Sometimes the wrong tires are the right ones
I had my daily driver head to the shop during a record snowfall winter in new england. As a result, the only car I had was my e46 M3 for a week. This was the most fun I had driving, ever. I had summer tires on the car and every time I gave it even the tiniest amount of gas it would start to break loose. The place I worked had a pretty oval shaped parking lot, so I would get there early and drift laps around the lot. The worst part, which also ended up being quite fun, was getting home. I had to do a small downhill and make a right turn on the side of a hill. More than once I had to back up and try again.

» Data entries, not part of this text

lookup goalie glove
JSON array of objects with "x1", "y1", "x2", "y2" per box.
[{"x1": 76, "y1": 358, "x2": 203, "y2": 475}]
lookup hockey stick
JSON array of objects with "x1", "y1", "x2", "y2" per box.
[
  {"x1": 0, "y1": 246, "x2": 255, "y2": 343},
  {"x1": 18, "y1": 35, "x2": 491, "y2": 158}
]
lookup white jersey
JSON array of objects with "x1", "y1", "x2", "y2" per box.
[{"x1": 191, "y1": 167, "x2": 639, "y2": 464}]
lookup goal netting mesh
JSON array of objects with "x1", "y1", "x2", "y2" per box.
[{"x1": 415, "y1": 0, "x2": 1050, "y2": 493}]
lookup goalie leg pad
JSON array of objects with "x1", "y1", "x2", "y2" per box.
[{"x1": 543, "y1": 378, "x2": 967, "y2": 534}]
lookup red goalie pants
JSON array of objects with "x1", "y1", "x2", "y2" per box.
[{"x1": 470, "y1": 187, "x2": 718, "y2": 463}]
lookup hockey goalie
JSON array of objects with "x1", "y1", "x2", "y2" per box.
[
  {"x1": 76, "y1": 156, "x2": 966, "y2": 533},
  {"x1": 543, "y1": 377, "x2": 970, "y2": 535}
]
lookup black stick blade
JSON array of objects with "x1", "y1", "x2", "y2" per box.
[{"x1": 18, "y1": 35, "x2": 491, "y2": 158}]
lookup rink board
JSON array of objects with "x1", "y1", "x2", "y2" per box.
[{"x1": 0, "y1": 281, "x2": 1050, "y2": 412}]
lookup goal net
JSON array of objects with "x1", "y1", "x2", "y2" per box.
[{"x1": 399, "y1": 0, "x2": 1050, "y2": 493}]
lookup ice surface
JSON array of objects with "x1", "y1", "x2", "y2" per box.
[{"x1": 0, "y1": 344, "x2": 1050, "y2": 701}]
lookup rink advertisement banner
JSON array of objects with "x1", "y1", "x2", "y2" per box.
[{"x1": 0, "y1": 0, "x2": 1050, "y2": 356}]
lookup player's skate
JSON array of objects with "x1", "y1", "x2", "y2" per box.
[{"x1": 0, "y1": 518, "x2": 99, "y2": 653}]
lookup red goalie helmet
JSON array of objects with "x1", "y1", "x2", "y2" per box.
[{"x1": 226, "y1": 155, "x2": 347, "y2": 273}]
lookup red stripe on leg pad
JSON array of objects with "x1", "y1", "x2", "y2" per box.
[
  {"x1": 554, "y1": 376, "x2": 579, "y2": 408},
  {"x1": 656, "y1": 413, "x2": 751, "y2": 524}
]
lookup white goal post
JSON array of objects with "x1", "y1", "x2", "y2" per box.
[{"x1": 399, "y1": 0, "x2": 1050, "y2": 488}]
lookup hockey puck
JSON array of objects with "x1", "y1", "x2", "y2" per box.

Turns out the key was to just kick the car sideways and drift around the turn.
Submitted by: Levi
I don’t recommend driving with summer tires in snow, but it can lead to a lot of laughs. (And yes, I know that image isn’t an M3.)
Booty call
Early morning drive home through the Yorkshire countryside after a first date. I’d gone back to her place, and only realised that it had snowed as I opened the door to leave. I could see the roads were well covered, and I was in my Brabus Roadster Coupe. Rear wheel drive, relatively fat tyres, an automated clutch, minimal ground clearance, and some steep hills. Not a great combination.
I could have used it as an excuse to stay over, but I’d fitted my winter steel wheels and tyres a few weeks before, and really wanted to try them out. It proved itself to be both huge fun and amazingly capable. I never saw her again, but I still remember the drive.
Submitted by: Matt R
If my first date showed up in a Brabus Roadster Coupe I wouldn’t ever let him leave.